Anyone has done successful local egress and local ingress deployments in 3 site scenarios?
Need Local Egress & Local Ingress routing solution for below use case:
==========================================================
- 3 Sites ( Site1+Site2 in Stretched cluster CA primary setup and Site 3 is a DR).
- Site1 and Site2 have one vCenter and one NSX manager. (Primary)
- Site3 has one vCenter and one NSX manager. (DR)
- There are physical firewalls in all sites and asymmetric routing is not supported.
- Physical network running on OSPF/EIGRP routing.
- Two ECMP enabled ESG's in each site. ESG's have BGP peering with UDLR and Physical network.
- One UDLR and all universal logical logical switches should be stretched across 3 sites.
- VM should send outbound traffic and receive inbound traffic from the site it currently lives. for example, if VM is living in Site 1 then VM outbound/inbound traffic should be through Site 1. and if VM vMotioned to Site2 or Site3 then VM outbound/inbound traffic should be through Site 2 or Site 3 respectively.
My Thoughts:
- Deploy UDLR with Local egress and ECMP.

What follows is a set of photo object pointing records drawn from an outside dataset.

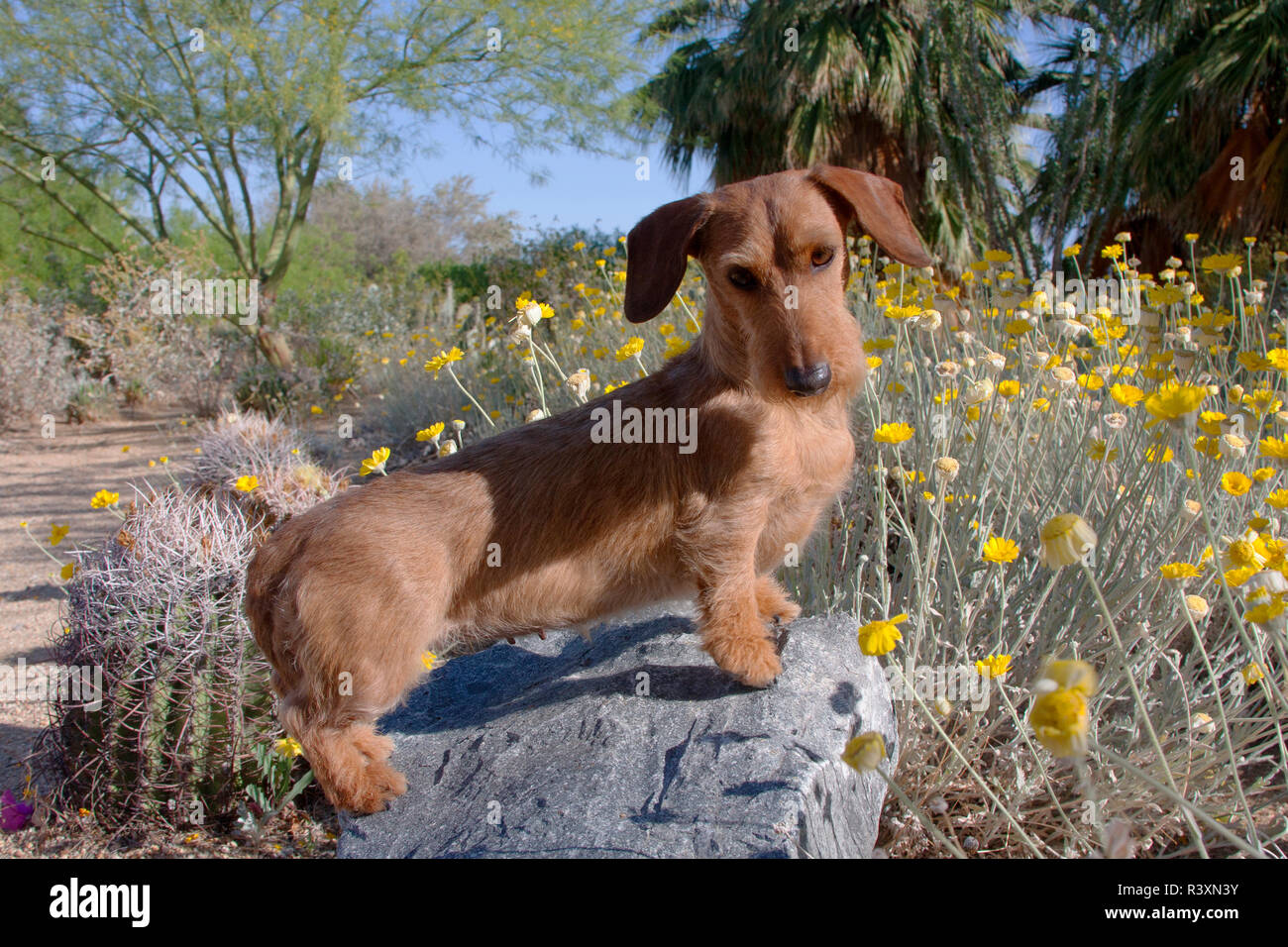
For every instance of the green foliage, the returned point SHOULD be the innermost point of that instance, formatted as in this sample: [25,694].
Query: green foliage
[926,94]
[1155,98]
[196,114]
[273,789]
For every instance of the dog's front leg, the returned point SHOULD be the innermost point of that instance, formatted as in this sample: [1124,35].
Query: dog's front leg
[733,631]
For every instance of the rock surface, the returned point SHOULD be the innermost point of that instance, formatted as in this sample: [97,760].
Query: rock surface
[635,745]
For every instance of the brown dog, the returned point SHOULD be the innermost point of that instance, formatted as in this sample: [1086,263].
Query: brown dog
[545,526]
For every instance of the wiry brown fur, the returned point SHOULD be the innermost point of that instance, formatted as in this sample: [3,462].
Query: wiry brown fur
[368,581]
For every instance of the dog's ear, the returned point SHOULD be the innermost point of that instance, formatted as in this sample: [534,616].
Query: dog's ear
[657,254]
[877,204]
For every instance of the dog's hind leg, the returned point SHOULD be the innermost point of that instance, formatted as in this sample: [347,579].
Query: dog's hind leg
[375,659]
[733,631]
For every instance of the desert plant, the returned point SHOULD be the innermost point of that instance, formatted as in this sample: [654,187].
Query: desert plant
[263,464]
[183,690]
[37,371]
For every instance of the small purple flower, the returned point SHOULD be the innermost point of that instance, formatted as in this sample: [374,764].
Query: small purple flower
[14,814]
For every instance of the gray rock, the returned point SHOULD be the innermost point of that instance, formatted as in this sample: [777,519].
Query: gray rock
[553,749]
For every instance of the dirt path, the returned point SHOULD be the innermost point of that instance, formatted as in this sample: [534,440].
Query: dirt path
[52,480]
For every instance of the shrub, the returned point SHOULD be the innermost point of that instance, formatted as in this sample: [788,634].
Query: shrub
[37,371]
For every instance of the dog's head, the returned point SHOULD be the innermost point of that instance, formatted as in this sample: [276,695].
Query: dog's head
[773,252]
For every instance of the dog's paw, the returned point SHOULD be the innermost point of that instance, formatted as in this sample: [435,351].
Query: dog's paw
[751,659]
[378,787]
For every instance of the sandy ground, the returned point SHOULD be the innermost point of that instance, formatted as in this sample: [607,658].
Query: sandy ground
[52,480]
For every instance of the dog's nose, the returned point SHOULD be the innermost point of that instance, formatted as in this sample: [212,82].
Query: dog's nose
[807,380]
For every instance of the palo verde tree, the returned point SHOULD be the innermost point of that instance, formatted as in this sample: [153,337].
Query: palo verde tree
[223,108]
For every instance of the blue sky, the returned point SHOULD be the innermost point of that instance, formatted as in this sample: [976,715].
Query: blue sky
[589,189]
[583,188]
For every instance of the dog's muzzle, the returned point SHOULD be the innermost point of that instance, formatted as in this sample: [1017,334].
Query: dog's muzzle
[809,380]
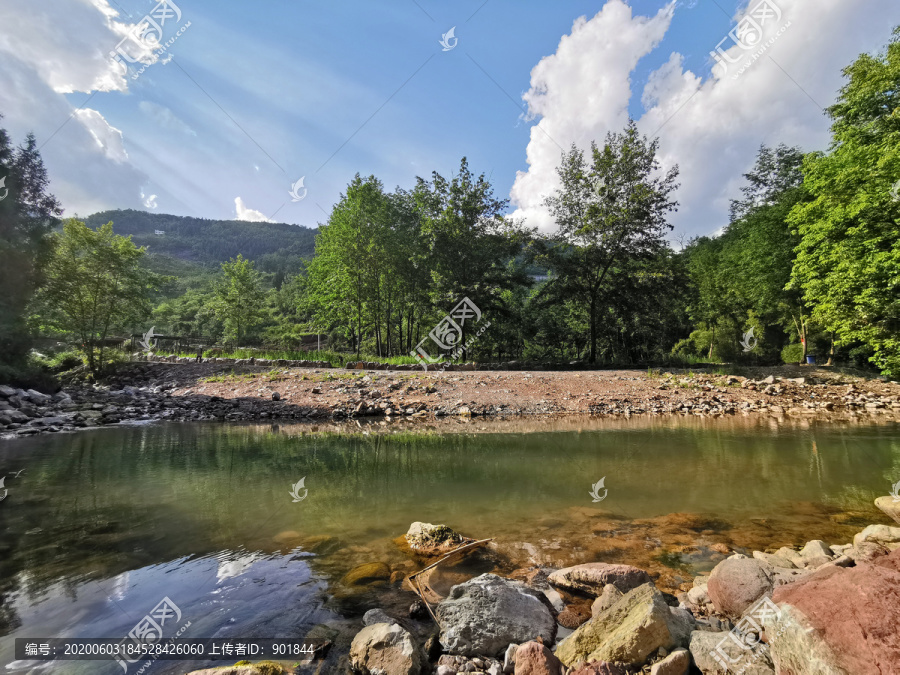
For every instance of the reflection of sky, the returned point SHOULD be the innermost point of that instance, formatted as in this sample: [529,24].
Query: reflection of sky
[231,594]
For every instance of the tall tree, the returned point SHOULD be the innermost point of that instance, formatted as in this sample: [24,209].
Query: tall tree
[848,259]
[95,285]
[27,214]
[239,298]
[609,213]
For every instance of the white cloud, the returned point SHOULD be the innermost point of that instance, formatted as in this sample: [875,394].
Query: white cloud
[165,118]
[107,136]
[710,128]
[250,215]
[57,47]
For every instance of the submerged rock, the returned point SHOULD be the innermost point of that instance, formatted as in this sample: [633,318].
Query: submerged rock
[386,649]
[736,583]
[890,506]
[592,578]
[484,615]
[367,574]
[635,627]
[429,539]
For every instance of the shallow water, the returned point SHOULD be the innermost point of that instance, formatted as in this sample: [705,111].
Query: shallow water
[103,525]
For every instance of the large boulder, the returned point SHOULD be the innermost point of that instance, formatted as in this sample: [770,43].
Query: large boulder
[591,578]
[484,615]
[736,583]
[839,620]
[890,506]
[712,652]
[636,626]
[533,658]
[879,534]
[386,649]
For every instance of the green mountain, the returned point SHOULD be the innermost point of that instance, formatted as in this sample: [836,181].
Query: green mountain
[191,249]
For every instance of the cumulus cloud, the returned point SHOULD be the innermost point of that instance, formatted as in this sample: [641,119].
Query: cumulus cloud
[710,127]
[57,47]
[165,117]
[248,214]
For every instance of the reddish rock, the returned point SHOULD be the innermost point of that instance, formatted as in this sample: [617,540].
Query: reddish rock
[598,668]
[533,658]
[853,613]
[736,583]
[590,578]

- NSX local egress feature will ensure VM's 100% local Egress traffic routing in each site.
- Site1 will relay on subnet based routing.
- Site2 will relay on /32 based script injected routes on Site2 ESG's.
- Site3 will also relay on /32 based script injected routes on Site3 ESG's.
- vMotion/periodic VM placement scan events will be the trigger for the script to add or remove /32 routes(one route per VM) on ESG's of respective sites.
- ESG's in each site will advertise UDLR advertised VM subnets to the physical network. Site2 and Site3 physical network gear to be configured to manipulate OSPF/EIGRP route metrics in redistribution configuration in order to not to prefer ingress traffic on Site2 or Site3 for subnet based routing. And Site1 will be preferred for ingress traffic for subnet based routing.
- Script-based /32 route injections on Site 2 ESG's will keep ingress traffic for VM's living in Site2 via Site 2 ESG's.
- Script-based /32 route injections on Site 3 ESG's will keep ingress traffic for VM's living in Site3 via Site 3 ESG's.
Challenges:
- The above-discussed throughs would work straight forward in case if all 3 sites have dedicated vCenter & NSX managers. But it doesn't work straight forward in case of Site1 & Site2 which are in stretched cluster setup with one vCenter and one NSX manager.
- As per design guide, only static routing is supported in the case of Site1 & Site2 and there is no universal control VM. but in my case considering Site 3 requirement we need dynamic routing and Universal control VM.
- The design guide discusses only two site scenarios with Active/Active(one vCenter & one NSX manager) and Active/Standby(two vCenters and two NSX managers). But my case is hybrid with Active/Active/Standby and this scenario is not mentioned.
- Any workarounds?
Design guide I am refering: https://www.vmware.com/content/dam/digitalmarketing/vmware/en/pdf/products/nsx/vmware-multi-site-sol...
If anyone can share your thoughts would be really helpful.